Yönetim şekli ne olursa olsun hiçbir devirde hiçbir
otorite; aykırı ses, alternatif düşünce istememiştir. Hepsi en iyisini biz
biliriz, yeni fikir ve görüşe ihtiyacımız yok demişlerdir. Onlara göre herkes
güdülmeye hazır koyun olmalıdır.
Aykırı ses olursa ne olur? Aykırı sese, farklı
düşüncelere her devirde farklı muamele edilmiştir:
1. Kellesinin vurulması,
2. Zindan/hapis hayatı,
3. Faili meçhul bir cinayete kurban gitme,
4. Dayak attırma,
5. İşkence,
6. Vatandaşlıktan çıkarılma,
7. Hain ilan edilme,
8. Sürgün ve zorunlu göç,
9. Dışlanma, ötekileştirilme; görevine/yazısına son verme,
10. Makam ve mevkiden indirme, istifa ettirme, tenzili
rütbe,
11. İtibarını zedeleme,
12. Gözdağı verme,
13. Selamı sabahı kesme, yanından uzaklaşma,
14. 10. Köy...vs.
Rejimler ilk önce yerlerini sağlamlaştırmak için
muhalifleri susturur, onlara göz açtırmaz. Yukarıdaki seçeneklerden birini veya
birkaçını birkaç muhalife uygularlar. Amaç, ardından gelecek aykırı ses/ler-i
kesmektir. Ses kesilirse ne âlâ.

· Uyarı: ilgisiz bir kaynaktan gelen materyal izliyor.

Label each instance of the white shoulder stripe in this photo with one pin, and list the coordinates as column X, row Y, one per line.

Kesilmezse gerekirse ardından başka kurbanların
da icabına bakılır. Rejim ve sistemler kana doymazlar. Yeter ki insanoğlu
istesin. Kendi âlî menfaati için gerekirse en yakınlarını bile fedâ etmekten
çekinmezler.
Rejimler hak etmeden gelir de adaleti tesis edemezse veya
hak ederek gelir, kendini yenileyemeyip tekrarlamaya başlarsa... korku
kendilerini esir alır. Tedbir almadığı takdirde nimetlerinden faydalandığı
saltanatın altından kayacağını endişe eder. Bu yüzden elinden hiç sopayı eksik
etmez. Gücünü de tek ümit kaynağı destekçilerinden, fanatiklerinden,
tetikçilerinden ve mutlu azınlığından alır.
Sistem bir taraftan muhaliflerin icabına
bakarken diğer taraftan bir paranoya hali yaşamaya başlar. Bu sefer
kendi evlatlarını da yemeye başlar. Dün beraber yola çıktığı insanları teker
teker öğütmeye başlar.
Ne demişlerdi: " Her devrim kendi evlat/lar-ını
yer." 13/12/2015
* 01/11/2017 tarihinde Anadolu'da Bugün gazetesinde yayımlanmıştır.